Nanda further shares, “Drip coffee maker has many USPs. It’s budget-friendly, you can simply add water and coffee grounds, and the machine does the rest. The anti-drip mechanism helps your coffee-making experience safer and cleaner and it comes with advanced brewing technology with a mesh filter.”

‘15 bar is the ideal pressure level for espresso machines at home’

If you’re a perfectionist, and can’t make do without an espresso machine, look out for the key features. Ravi Saxena, Founder and CEO of Wonderchef, points out that besides size, there are a few other factors that matter.

“Water Temperature Control (precise temperature settings are crucial for extracting espresso without bitterness), an integrated grinder, frothing capability, ease of cleaning and features like removable water tanks and drip trays etc are features you should look out for,” he shares. Saxena also breaks down that if you want a fast and stable extraction, a 15-bar pump pressure for home use. 

“The ideal bar pressure for home espresso machines is often around 15 bars. This pressure level is seen as optimal because it ensures that the espresso machine can consistently extract the rich flavours and essential oils necessary for a perfect shot of espresso, complete with a rich crema on top. Higher pressure levels tend to result in more intense flavours. When water is forced through the coffee grounds at a higher pressure, it extracts more soluble compounds, including oils, leading to a fuller-bodied, stronger-tasting coffee” he says.

‘V60 allows the flavours to shine through’

The V60, named after its distinctive V-shaped dripper cone, has spiral ridges along the inner walls and a large opening at the bottom. These ridges and the large opening promote even extraction by encouraging water to flow through the coffee grounds evenly.

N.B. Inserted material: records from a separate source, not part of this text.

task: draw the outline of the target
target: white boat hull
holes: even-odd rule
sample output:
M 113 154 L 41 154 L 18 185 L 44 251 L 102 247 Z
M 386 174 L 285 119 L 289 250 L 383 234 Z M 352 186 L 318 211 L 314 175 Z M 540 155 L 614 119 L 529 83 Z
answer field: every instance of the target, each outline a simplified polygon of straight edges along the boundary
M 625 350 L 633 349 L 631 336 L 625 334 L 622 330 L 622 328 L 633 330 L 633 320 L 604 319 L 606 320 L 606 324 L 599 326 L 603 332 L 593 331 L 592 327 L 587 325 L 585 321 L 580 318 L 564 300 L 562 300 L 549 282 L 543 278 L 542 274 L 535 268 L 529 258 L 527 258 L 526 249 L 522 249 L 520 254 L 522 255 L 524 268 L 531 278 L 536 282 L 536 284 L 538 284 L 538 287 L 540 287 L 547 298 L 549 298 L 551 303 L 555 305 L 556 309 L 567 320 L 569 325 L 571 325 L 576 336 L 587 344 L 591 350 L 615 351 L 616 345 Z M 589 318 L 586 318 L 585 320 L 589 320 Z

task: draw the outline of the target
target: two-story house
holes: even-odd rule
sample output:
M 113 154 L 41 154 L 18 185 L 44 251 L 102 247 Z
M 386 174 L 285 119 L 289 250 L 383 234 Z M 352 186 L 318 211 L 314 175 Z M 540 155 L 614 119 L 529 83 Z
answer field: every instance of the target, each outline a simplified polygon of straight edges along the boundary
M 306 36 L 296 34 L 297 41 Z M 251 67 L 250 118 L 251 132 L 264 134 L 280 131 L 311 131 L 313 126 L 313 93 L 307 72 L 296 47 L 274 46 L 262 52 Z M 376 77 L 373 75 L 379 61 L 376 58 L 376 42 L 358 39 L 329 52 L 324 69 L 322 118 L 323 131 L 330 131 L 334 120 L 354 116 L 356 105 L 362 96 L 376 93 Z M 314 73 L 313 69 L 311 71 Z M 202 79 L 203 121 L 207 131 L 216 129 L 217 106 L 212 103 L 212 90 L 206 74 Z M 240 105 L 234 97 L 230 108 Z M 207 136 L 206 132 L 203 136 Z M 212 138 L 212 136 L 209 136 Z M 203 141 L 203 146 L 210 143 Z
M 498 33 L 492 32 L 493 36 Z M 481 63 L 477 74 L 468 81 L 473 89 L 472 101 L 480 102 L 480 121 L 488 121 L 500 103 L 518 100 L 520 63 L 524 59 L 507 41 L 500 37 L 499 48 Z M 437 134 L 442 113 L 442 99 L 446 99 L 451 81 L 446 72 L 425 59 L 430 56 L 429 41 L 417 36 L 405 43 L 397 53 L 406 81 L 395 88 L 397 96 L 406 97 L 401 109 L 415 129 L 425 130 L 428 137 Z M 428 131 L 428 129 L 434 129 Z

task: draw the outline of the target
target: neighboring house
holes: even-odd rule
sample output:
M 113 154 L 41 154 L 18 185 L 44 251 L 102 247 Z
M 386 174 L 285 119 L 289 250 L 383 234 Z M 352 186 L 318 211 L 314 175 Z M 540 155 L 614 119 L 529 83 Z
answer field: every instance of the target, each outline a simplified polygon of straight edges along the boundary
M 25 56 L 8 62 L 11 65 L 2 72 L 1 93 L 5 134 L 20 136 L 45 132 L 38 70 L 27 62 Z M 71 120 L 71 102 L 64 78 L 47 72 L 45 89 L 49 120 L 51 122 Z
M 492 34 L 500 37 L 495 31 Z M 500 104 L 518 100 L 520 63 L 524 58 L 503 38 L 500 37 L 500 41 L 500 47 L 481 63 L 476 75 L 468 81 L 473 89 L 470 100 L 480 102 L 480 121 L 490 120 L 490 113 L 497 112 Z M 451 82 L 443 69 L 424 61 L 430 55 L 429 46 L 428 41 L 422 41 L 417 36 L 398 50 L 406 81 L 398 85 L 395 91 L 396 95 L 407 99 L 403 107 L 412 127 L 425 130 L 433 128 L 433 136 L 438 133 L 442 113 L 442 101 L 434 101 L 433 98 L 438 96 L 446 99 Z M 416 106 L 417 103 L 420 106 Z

The paper filters that they need help remove sediment and oils from the coffee, resulting in a cleaner and crisper cup.

“The V60 or pour-over is good for black coffee with lighter flavour profiles. The V60 is perfect for those who want to savour coffee in its purest form, allowing them to truly understand the roast's flavours and quality,” says Jayashankar.

Bhamidipaty also swears by the V60 for full-flavoured brews. “For my evenings I use Aeropress and V60 the most because I need a mild and flavourful coffee, it’s a perfect stress relief after work,” he says.